Nel giro di pochissimo tempo sono diventati un “canale parallelo” che gli operatori del settore non potevano ignorare. Quando le persone hanno cominciato a usare Internet per interagire con le trasmissioni televisive, si è aperta una nuova dimensione di relazione che oggi è diventata un fattore di normalità. Anche in questo caso, nessuno aveva “visto” arrivare il cambiamento.

Se vogliamo mettere a sistema tutti questi elementi, possiamo dire che il corretto modo di interpretare il cambiamento passa dalla prospettiva con cui lo guardiamo. Piuttosto che considerare la digitalizzazione come uno strumento in grado di efficientare i processi o sostituire alcuni ruoli, dovremmo interpretarla come un fattore di potenziamento a disposizione delle persone. Questo approccio ci mette al riparo, da una parte, dal rischio di demonizzare la digitalizzazione, dall’altro di affrontarla in maniera eccessivamente fideistica.

La tentazione di muoversi su una dicotomia “bianco o nero” è fortissima. Oggi la sfida è quella di muoversi sulle sfumature di grigio.

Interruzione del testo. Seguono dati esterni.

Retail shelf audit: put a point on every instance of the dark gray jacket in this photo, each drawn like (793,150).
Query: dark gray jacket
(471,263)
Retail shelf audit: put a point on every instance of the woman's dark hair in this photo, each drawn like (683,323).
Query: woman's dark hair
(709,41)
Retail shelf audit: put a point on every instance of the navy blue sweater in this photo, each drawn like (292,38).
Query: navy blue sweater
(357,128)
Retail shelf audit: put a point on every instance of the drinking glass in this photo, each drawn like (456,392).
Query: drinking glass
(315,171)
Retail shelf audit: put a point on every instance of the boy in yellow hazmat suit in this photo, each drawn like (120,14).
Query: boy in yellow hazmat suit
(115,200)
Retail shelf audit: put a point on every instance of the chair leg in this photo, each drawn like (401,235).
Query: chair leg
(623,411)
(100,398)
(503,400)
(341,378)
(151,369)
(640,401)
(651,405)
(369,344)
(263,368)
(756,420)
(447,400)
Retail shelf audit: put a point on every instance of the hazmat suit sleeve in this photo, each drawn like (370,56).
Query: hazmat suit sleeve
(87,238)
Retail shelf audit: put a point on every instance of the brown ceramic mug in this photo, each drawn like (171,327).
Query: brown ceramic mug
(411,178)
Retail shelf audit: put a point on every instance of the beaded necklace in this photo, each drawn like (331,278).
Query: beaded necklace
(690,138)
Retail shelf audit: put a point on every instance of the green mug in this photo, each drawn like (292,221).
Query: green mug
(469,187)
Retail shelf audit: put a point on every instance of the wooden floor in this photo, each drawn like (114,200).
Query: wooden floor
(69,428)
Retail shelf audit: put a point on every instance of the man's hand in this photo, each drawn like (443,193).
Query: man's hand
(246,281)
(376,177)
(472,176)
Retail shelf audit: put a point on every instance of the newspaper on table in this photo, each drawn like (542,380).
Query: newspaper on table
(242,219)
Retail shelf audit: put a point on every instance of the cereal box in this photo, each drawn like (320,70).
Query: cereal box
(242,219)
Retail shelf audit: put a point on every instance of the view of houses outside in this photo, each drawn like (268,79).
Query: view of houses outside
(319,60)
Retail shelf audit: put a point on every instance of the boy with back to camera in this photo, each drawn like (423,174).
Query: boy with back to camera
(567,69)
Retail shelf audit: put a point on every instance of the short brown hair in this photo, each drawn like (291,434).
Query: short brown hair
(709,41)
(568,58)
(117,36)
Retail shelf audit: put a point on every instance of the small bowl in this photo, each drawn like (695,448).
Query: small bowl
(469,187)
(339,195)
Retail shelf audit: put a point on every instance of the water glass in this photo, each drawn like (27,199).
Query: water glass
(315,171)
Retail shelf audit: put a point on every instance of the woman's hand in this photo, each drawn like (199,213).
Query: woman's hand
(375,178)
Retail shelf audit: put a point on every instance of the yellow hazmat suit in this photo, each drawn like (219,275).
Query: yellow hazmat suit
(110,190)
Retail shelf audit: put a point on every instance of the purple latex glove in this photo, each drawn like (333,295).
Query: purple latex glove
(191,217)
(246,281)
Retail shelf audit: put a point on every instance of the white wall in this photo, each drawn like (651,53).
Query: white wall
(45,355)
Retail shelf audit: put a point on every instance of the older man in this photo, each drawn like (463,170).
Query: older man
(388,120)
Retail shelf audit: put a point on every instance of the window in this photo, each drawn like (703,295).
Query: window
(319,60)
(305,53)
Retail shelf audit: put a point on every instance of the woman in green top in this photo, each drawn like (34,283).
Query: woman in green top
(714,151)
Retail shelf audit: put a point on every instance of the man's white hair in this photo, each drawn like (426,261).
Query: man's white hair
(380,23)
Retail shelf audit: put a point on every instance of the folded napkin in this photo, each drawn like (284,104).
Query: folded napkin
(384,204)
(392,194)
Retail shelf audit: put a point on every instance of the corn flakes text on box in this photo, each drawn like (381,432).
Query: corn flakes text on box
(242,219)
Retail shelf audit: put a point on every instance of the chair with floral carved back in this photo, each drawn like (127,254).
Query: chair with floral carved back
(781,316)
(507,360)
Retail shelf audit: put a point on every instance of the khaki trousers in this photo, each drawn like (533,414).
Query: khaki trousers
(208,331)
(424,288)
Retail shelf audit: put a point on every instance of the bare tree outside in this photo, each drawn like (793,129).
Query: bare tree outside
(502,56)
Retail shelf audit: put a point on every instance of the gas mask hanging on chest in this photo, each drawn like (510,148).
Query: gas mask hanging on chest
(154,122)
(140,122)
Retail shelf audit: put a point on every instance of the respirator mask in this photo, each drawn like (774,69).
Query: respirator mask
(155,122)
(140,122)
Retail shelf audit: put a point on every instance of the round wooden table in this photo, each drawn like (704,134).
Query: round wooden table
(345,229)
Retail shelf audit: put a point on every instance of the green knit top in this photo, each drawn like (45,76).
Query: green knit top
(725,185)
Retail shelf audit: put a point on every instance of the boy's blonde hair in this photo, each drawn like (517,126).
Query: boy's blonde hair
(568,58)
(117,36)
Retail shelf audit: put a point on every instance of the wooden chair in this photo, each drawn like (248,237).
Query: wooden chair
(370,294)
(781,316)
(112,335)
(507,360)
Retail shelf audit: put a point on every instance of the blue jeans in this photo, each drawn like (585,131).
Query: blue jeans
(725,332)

Per poterlo fare, tenendo anche il passo con gli sviluppi dell’intelligenza artificiale è necessario un piano di educazione e formazione a ogni livello, dovendo tutti noi acquisire nuove forme mentis e modus operandi.

In gioco c’è la nostra libertà di scelta ma, per poter scegliere, è necessario conoscere. Adorno diceva che la libertà non sta nello scegliere tra il bianco e il nero, ma nel sottrarsi a questa scelta prescritta.